A civil dialogue on migration, social protection & funding
On 29 October I participated in a civil dialogue meeting with the European Commission on the impact of migration and the humanitarian crisis on social protection systems. A novelty was the topic of the meeting and that the European Commission’s Directorate-General for Migration and Home Affairs (DG Home) was invited by the Directorate-General for Employment, Social Affairs and Inclusion (DG EMPL) to join.
Laurent Aujean from DG HOME reassured participants that integration of migrants and regular migration remain priorities despite the urgency of saving lives. The Commission wants to make it easier for asylum seekers to access the labour market while their asylum application is pending. Marie-Anne Paraskevas from DG EMPL informed us that only a few projects funded by the European Social Fund (ESF) support migration integration, despite the fact that Member States can apply for funding of active inclusion, employment and education activities, such as services for families and children, language classes, training of teachers and vocational training. The EU has restricted the use of the ESF to asylum seekers that have applied for protection, which can take up to nine months. The Fund for European Aid to the Most Deprived (FEAD), on the other hand, is left to the discretion of Member States to decide if they allow it to support all migrants, irrespective of residence status.
The Commission once explained to me that EU funding enables new and innovative project ideas that local, regional or national governments are not yet ready to invest in. Although the long-term aim is for authorities to see the added value of such investments, and help them to find a sustainable solution to support civil society or other service providers to continue their work. I therefore asked the Commission if they know of examples when migration integration projects funded by the EU have successfully led to more sustainable solutions. I also reiterated the question by Michele LeVoy (Director of our member PICUM, the Platform for International Cooperation on Undocumented Migrants) on which Member States have actually enabled irregular migrants to benefit from FEAD, and if the Commission could encourage, although not oblige, an inclusive application of the fund. The Commission took note of the questions but unfortunatley did not give an answer.

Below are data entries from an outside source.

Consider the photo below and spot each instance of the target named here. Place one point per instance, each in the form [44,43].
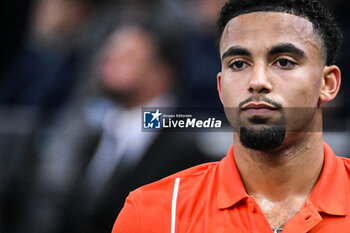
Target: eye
[238,65]
[285,63]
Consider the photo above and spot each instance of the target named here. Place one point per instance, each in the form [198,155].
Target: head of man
[135,66]
[277,68]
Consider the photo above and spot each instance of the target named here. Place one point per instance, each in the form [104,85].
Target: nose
[259,81]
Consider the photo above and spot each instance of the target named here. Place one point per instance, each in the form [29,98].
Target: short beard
[264,139]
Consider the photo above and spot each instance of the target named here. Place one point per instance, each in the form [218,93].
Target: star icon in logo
[156,115]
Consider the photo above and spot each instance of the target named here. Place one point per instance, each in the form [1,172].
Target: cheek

I hope that our civil society meeting with DG HOME on 9 November will provide more clarifications about EU funding.
Social Platform members shared their messages:
Conny Reuter (Secretary-General, SOLIDAR) spoke about the logic of austerity, and how decision-makers should go beyond their personal short-term aim to get re-elected and invest in integration and social policies that pay back in the long-term. Secondly, we need an enabling environment encouraging public and private partnership, where services don’t rely on volunteers only and where service providers aren’t criminalised for assisting irregular migrants. Finally, Mr Reuter warned about trade-offs that may have detrimental effects and play into the hands of the extreme right, e.g. if integration is being funded by cuts from programmes for long-term unemployed people.

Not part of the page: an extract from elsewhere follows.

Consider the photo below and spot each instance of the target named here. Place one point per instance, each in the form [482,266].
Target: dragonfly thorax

Heather Roy (Secretary-General, Eurodiaconia) shared experiences from civil society on the ground and their challenges in accessing funding for the first months when refugees and migrants arrive. Lack of funding for immediate reception services prevents migrants from using their skills and abilities. Existing civil society organisation partnerships with regional and local authorities in one area of services has demonstrated an overall quicker response. Hungary is an example of well used ESF funding to provide an integrated package of social services, including accommodation for women who are being trained as child care assistants. Ms Roy stressed the importance of avoiding competition between services, and to maintain the quality of service standards for all, including migrants, and to ensure training for volunteers to prevent them from burn-out.
Eberhard Lueder (Head of Social Inclusion, Red Cross EU Office) spoke about the work by Red Cross staff and volunteers, and stressed that humanitarian assistance is an intervention, not a solution. Civil society organisations across the EU ask for the expertise of colleagues who are prepared and have more experience of meeting the needs of asylum seekers and migrants.
Michele LeVoy (Director, PICUM) shared the long-term perspective of five to ten years from now. While some applicants will be granted protection to stay, others won’t, and due to the volume of arrivals it will be impossible to enforce deportation of all. The consequence is that there will be more irregular migrants living in the EU than today; the present estimation is around two to four million undocumented migrants. Ms LeVoy pointed out three challenges: firstly, current homelessness systems are not meeting the needs of all EU citizens and funding is not available for undocumented migrants; secondly, 30 percent of all arrivals are unaccompanied children, and many of them end up living in poverty; thirdly, special attention should be given to gender, due to the particular vulnerability of migrants who are women and girls.